Baltazar procurava enfeitar com as cores mais vivas do convencimento. Ele mesmo não era capaz de conceber as raízes da Umbanda como religião e culto a entidades perfeitamente entrosadas com Jesus—Orixalá. Era muito moço e seus interesses, materiais. Mas respeitava a força dos médiuns que incorporavam as entidades do terreiro. E o poder que sentia emanar das palavras dos espíritos. Não se dizia supersticioso. Era supersticioso.

— Vamos ver o que diz o Doutor Mário e a Dona Marlene.

— Eles vão dizer para ir à missa. Você não pode contar aonde eu te pretendo levar. Isso vai fazer perder o encantamento da visita.

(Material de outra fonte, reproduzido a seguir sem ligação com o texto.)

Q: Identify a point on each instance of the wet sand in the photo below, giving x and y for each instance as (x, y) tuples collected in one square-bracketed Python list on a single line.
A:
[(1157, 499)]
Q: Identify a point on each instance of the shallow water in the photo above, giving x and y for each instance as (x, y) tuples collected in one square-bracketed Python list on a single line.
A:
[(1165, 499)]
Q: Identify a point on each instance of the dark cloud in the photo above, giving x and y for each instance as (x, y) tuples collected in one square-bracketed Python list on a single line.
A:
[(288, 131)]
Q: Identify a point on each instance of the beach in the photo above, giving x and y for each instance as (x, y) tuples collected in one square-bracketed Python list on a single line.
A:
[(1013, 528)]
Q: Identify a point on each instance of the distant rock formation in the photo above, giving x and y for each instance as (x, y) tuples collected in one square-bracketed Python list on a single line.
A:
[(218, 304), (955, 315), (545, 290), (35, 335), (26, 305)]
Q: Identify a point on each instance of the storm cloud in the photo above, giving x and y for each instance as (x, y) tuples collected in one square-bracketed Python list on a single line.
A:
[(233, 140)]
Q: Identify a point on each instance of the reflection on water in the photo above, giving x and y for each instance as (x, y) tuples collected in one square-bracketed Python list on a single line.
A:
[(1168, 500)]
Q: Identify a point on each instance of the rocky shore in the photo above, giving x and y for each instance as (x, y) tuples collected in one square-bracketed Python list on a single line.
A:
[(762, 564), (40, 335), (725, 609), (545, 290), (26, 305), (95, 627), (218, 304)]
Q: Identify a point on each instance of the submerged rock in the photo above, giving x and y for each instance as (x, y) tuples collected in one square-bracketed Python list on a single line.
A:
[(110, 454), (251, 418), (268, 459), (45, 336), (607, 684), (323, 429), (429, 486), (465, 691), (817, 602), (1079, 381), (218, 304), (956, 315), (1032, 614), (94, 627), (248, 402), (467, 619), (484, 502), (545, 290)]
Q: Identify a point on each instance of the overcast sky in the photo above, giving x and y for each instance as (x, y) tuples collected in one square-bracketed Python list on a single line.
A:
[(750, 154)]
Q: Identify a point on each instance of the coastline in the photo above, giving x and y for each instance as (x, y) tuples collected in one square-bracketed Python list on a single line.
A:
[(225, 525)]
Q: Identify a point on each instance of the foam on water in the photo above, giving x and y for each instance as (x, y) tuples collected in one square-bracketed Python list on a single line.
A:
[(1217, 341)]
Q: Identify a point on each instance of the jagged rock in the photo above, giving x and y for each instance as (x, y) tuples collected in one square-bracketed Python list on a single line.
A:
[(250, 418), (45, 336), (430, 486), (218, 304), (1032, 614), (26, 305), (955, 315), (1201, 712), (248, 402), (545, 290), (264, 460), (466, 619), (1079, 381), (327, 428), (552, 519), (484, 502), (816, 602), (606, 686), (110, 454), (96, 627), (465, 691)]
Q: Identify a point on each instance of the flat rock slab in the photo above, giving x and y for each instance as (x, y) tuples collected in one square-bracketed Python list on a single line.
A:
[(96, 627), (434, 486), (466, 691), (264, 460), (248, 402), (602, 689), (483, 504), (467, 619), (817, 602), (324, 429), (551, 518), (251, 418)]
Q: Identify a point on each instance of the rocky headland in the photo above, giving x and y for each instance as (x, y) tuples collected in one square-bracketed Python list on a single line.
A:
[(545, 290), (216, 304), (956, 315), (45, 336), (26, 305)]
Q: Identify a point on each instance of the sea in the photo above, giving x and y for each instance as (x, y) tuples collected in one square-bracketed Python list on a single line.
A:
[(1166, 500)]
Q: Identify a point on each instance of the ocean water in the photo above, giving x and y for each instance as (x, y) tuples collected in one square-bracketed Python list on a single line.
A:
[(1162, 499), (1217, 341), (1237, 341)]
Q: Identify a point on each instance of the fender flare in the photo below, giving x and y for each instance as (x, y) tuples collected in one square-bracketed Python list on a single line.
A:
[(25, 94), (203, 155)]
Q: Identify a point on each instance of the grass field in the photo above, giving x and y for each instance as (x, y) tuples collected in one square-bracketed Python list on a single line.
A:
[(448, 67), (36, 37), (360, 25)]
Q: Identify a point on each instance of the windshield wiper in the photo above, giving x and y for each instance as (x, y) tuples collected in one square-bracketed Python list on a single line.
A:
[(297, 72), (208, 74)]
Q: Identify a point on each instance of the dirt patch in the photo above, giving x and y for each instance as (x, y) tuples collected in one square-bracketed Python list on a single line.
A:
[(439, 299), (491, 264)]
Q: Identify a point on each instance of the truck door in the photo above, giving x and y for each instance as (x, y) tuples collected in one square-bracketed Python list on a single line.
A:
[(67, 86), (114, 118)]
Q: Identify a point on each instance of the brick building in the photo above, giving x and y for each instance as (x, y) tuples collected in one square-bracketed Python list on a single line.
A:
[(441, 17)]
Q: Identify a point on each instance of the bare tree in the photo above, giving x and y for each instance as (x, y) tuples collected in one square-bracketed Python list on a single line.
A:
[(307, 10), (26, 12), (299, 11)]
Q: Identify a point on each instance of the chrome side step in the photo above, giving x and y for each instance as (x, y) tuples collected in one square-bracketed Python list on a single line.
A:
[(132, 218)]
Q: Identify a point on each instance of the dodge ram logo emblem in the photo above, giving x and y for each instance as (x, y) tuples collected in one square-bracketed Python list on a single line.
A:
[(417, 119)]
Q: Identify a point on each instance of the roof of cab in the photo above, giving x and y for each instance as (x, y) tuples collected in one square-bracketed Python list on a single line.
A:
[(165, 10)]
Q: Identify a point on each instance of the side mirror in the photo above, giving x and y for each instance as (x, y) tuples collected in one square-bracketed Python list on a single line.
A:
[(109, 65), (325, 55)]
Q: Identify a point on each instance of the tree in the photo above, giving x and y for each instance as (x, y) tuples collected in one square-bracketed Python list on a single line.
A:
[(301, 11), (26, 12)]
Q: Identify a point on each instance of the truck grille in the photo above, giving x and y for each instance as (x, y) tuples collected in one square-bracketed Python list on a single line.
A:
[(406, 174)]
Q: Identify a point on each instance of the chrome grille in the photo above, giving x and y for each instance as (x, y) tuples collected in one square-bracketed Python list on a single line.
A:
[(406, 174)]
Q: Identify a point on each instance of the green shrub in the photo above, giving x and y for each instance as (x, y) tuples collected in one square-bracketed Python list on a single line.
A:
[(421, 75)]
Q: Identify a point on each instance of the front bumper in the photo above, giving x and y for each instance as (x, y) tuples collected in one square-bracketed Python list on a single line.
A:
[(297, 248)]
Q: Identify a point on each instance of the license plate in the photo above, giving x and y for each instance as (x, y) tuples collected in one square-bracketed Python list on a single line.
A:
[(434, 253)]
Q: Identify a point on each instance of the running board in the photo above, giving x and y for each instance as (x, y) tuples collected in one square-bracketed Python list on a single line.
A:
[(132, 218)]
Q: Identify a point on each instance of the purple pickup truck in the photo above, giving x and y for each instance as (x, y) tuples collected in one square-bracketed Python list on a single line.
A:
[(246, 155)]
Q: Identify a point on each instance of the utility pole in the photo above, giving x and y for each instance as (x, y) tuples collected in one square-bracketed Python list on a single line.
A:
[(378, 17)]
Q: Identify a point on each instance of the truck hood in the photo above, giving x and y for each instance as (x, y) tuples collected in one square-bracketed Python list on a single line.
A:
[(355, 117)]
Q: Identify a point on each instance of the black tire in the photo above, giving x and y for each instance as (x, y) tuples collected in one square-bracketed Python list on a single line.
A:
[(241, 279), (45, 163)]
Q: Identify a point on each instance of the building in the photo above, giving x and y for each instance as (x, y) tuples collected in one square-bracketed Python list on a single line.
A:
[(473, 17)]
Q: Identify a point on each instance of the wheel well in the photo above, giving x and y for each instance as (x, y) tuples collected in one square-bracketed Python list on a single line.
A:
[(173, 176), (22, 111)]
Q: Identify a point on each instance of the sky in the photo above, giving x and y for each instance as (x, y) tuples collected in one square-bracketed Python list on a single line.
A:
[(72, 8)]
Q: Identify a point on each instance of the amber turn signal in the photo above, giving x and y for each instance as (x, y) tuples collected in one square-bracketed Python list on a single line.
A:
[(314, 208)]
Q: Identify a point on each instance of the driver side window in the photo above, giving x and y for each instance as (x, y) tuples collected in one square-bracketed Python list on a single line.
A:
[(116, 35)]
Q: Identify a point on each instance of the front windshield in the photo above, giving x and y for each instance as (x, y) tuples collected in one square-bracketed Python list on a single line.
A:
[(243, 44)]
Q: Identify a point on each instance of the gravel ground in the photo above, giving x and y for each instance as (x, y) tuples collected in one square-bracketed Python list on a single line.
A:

Era mentira, mas precisava reforçar o pedido.

— Se você vier me buscar, talvez eu vá. Mas, de ônibus, eu não vou toda de branco.

— De onde tiraste a idéia de ir de branco?

— Não é assim que as mães-de-santo se vestem?

— Você não é mãe-de-santo. Estás pensando que é só chegar e ir entrando? Vais precisar passar por toda a iniciação, se fores chamada pelo babalaô.

— É como fazer a primeira comunhão?

— Muito mais complicado.

— Então, eu não vou.

— Não sejas espevitada. É puro orgulho pensar que vais ser aceita “de cara”, só porque eu recebi a obrigação de te levar. Sexta-feira, arrumo um carro emprestado ou pego um táxi. Me espera às sete e meia. E não conta nada a ninguém, especialmente a essa Joana dos Santinhos.

Isabel achava gozado que ele a chamasse assim, por causa das figuras de santos que lhe dava. O que Baltazar não sabia era dos esconjuros que Joana lhe fazia, sempre que se falava no tal.



Sexta-feira, às sete e meia, Isabel estava, toda de branco, aguardando Baltazar, que chegou a essa mesma hora. Obrigação não se discute: cumpre-se!